Я элементарно зашивался: спать ложился далеко за полночь, а просыпался уже на морозце, шагая в школу.
Каникулы… Улыбка моя померкла: опять эта вечно сидящая у Томы дома бабушка-охранительница, а теперь еще и у меня долечивающийся после операции отец. А, значит, опять пристанищем будет для нас лишь истертый подоконник на лестничной клетке… Послезавтра — отбор на всесоюзную. Потом — поездка к академикам в Москву. А в промежутках — учить Кузю и Мелкую шитью (а перед этим еще и достать необходимые ткани, нитки, фурнитуру). И, непременно, запрошенный вчера Андроповым сеанс связи.

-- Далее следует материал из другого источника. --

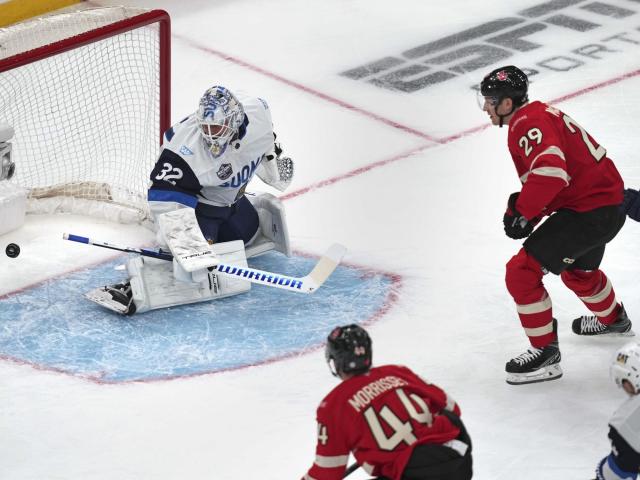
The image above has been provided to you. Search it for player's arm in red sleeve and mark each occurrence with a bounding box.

Ох уж это мироздание… Где б нам с Томкой смирения набраться?
Я еще немного поворочался под одеялом, а потом вдруг понял, что проснулся окончательно. Лежать стало невтерпеж, и я двинулся на звуки, что доносились с кухни.
— Привет, — сказал, опершись плечом о косяк.
— Привет, — эхом откликнулся папа и сунул точильный брусок под кран, а потом провел по нему намыленной рукой.
На столе развалом лежала куча разномастных ножей.
Шур-шур, шур-шур: папа начал методично водить очередным лезвием по оселку.